KADER PARTAI AMANAT NASIONAL UTAMA ANGKATAN KE IV 2004   

Jumat, Desember 10, 2010

Dinilai Merugikan, Kemenhut Kaji Ulang Keberadaan Greenpeace

Jumat, 10/12/2010 02:16 WIB
Jakarta - Kementerian Kehutanan akan mengkaji kembali tentang keberadaan lembaga swadaya masyarakat (LSM) asing di bidang lingkungan hidup, yaitu Greenpeace di Indonesia. Alasannya, Greenpeace dalam kampanye kerusakan hutan di Indonesia dinilai sering menggunakan data palsu.
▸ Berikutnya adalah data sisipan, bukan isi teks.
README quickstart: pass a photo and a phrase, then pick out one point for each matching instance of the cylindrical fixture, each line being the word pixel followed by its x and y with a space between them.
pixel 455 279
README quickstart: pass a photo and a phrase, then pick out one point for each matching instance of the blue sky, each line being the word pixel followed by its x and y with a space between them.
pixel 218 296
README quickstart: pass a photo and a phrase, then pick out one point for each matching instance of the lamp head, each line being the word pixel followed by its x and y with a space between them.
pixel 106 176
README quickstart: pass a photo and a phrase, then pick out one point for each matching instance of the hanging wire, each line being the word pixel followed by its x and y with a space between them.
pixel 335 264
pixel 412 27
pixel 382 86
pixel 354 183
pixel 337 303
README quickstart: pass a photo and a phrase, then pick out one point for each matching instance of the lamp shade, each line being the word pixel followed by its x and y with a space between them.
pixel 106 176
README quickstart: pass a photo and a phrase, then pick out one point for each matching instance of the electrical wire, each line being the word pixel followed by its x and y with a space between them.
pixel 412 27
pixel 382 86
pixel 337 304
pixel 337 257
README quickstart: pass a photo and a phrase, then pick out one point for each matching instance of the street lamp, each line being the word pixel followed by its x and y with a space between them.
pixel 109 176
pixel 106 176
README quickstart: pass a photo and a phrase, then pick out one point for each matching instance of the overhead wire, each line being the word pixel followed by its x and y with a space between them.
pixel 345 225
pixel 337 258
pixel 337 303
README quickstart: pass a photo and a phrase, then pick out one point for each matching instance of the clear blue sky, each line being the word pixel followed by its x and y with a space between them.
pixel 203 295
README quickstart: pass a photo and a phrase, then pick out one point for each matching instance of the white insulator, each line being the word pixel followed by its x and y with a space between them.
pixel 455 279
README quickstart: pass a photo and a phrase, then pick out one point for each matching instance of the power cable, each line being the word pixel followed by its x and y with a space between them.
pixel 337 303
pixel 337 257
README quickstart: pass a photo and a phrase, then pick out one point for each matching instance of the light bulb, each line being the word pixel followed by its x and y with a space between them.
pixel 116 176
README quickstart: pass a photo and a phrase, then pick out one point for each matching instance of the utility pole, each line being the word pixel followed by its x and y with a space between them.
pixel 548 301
"Kalau memang ada hutan yang rusak, seharusnya Greenpeace memberikan masukan yang valid dan kita perbaiki sama-sama. Terpenting lagi, harus didasarkan pada kepentingan nasional. Jika berani menjelek-jelekkan Indonesia berarti Greenpeace membela kepentingan lain. Itu yang patut dipertanyakan," kata Menteri Kehutanan Zulkifli Hasan kepada wartawan.

Hal itu dia katakan usai Seminar Nasional bertema Quo Vadis Hutan Indonesia ? Pembangunan Perubahan Iklim yang diselenggarakan Himpunan Alumni Institut Pertanian Bogor (HAIPB), di Hotel Bidakara, Jakarta Selatan, Kamis (9/12/2010).
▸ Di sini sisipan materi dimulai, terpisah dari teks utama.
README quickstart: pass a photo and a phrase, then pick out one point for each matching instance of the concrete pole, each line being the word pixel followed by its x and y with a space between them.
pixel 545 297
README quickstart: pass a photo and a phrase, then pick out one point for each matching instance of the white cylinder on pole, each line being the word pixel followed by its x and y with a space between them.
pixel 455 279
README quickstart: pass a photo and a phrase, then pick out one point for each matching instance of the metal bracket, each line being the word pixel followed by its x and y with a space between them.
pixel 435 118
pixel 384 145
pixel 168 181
Zulkifli juga mengakui, seringnya Greenpeace berseberangan pendapat dengan pemerintah. Misalnya, untuk memperbaiki kerusakan hutan di Indonesia tidak bisa dikerjakan dalam waktu sehari. Karenanya, dunia internasional juga harus memiliki peran aktif dalam memelihara lingkungan.

"Kita jangan juga dianggap hanya satpam saja. Negara maju juga harus ikut sertamemelihara kelestarian hutan. Kita juga harus bisa membangun dan mengembangkan wilayah kita. Negara asing juga harus ada kontribusi, jangan hanya Indonesia," pintanya.

Sementara di tempat yang sama HS Dilon dari Partnership dan anggota Komisi IVDPR Viva Yoga menyatakan kekecewaan terhadap Greenpeace yang dinilai melemahkan dan merugikan kepentingan Indonesia. Dilon misalnya mempertanyakan motif keberadaan Greenpeace, bahkan diduga hanya digunakan kepentingan perusahaanasing untuk melemahkan perekonomian di Indonesia.

Dilon menilai, isu lingkungan yang diusung Greenpeace tidak ada ubahnya dengan isu kesehatan yang pernah menimpa Indonesia puluhan tahun lalu. "Sekarang mungkin mereka lebih memilih lingkungan guna melemahkan perekonomian nasional. Greenpeace selalu menyamaratakan segala sesuatu. Karena ada pejabat yang tidak baik, mereka pikir akademisi Indonesia juga demikian. Padahal, anggapan itu jelas keliru," ungkapnya.

Sedangkan, anggota Komisi IV DPR Viva Yoga meragukan independensi Greenpeace dengan penolakan untuk melakukan klarifikasi. Bahkan, Greenpeace bisa saja menjadi bagian dari persaingan global, misalnya PT Freeport yang banyak melanggar ketentuan tapi tak pernah dikritisi LSM asing itu.

"Pesan saya, jangan sampai Greenpeace dijadikan sebagai interest group para pengusaha-pengusaha asing. Kalau ada oihak yang dirugikan bisa diselesaikan secara hukum. Greenpeace bisa dituntut secara perdata atau pidana," ujarnya.

Terkait kritikan tersebut, Political Forest Campaigner Greenpeace Yuyun Indradi mengakui akan kekurangan data pendukung yang digunakan dalam kampanye. Sebab, selain data yang dimilikinya hanya merupakan hasil investigasi, mereka juga tidak melakukan penelitian sampai ke areal konsesi.

"Kita lembaga kampanye, bukan lembaga penelitian. Data yang kita miliki merupakan hasil investigasi. Kita lembaga kampanye, bukan lembaga penelitian. Data yang kita miliki merupakan hasil investigasi. Kita memang tidak melakukan penelitian di konsesi mereka," ujar Yuyun yang hadir dalam seminar itu.